EZB-Programm

Die Risiken der Draghi-Keule

Mario Draghi, Präsident der Europäischen Zentralbank (EZB), im Hintergrund ein Logo mit dem Eurozeichen
EZB-Chef Mario Draghi © picture alliance / dpa / Arne Dedert
Von Michael Braun · 09.03.2015
Die EZB hat ihr über eine Billion Euro schweres Anleihen-Kaufprogramm gestartet. Eines der Ziele ist ein Anstieg der Inflation. Doch mit der Geldpolitik von Mario Draghi gehen erhebliche Risiken einher, warnt Michael Braun.

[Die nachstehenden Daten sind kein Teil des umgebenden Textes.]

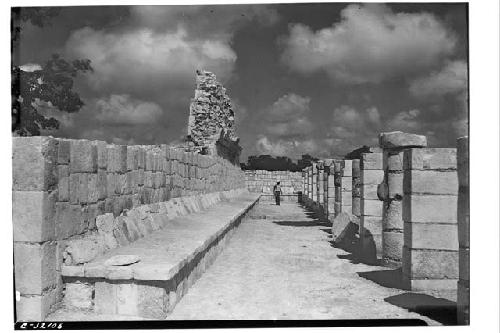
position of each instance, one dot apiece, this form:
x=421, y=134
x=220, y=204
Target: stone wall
x=211, y=127
x=61, y=187
x=263, y=181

Jetzt ist das letzte Mittel der Europäischen Zentralbank im Einsatz. Jetzt muss es wirken. Der Aufschwung muss also nun kommen. Die Inflationsrate muss auf knapp zwei Prozent steigen. Denn das definiert die EZB als Preisstabilität. Erst dann fühlt sie sich weit genug vom Deflationsrisiko entfernt und damit von einer sich verfestigenden Abwärtsspirale, in der Konsumenten kaum noch etwas kaufen: Es könnte ja billiger werden. In der Unternehmen nichts mehr investieren: Der Preis der neuen Maschine könnte ja sinken. Und in der nur eines hoch bleibt: Der Schuldenstand von Staat und Wirtschaft, der aber bei sinkender Wirtschaftsaktivität immer schwerer bedient werden kann und in die sichere Banken- und Finanzkrise führt.
Deflation ist ein großes Übel. Sie wird gerade in Deutschland gern unterschätzt: Zu dominant ist in der Volksseele aus historischen Gründen immer noch die Angst vor dem Gegenteil, der Inflation.
Der Reformdruck auf staatliche Schuldenmacher sinkt
Dies im Sinn, muss man der Politik der Europäischen Zentralbank unter ihrem Präsidenten Mario Draghi gleichwohl nicht folgen. Draghi ist clever genug, alles, was sich jetzt abzeichnet, der Ankündigung seines Kaufprogramms zuzuschreiben: der kommende Aufschwung, die wieder steigenden Inflationserwartungen, die wieder bessere Kreditversorgung wenigstens der privaten Haushalte.
Genauso gut könnte man dies aber auch dem Ölpreis zuschreiben, der, als er tief fiel, als Konjunkturprogramm wirkte, und nun die Inflationsraten wieder maßvoll steigen lässt. Oder der in Athen so verhassten, aber in Portugal, Spanien und Irland so erfolgreich vollzogenen Reformpolitik unter Aufsicht der Troika. In diesen Reformländern haben sich die Wirtschaftsaussichten wieder deutlich gebessert, in Griechenland auch, bevor die Regierung Tsipras ins Amt gewählt wurde.
Die gut begründbare Meinung, die Wende hätte auch ohne Draghis Billionen-Keule kommen können, macht umso mehr auf die Risiken dieser Geldpolitik aufmerksam. Sie geht mit einer Nullzinspolitik einher. Das nimmt staatlichen Schuldenmachern den Reformdruck. Alle Sparformen, vor allem die private Altersvorsorge, verlieren an Attraktivität. Wo Geld nichts kostet, wird es in überteuerte Immobilien oder Aktien investiert. Die Wahrscheinlichkeit gefährlicher Blasenbildung wächst. Kreditnehmer wie jetzt Griechenland verstehen nicht mehr, warum ihnen nicht noch mehr billiges Geld zur Verfügung gestellt wird. Billiges Geld zerstört also die Sensibilität für das Regelwerk, das sich die Euroländer für ihr Zusammenleben gegeben haben. Das schadet Europa mehr als es seinem Zusammenwachsen dient.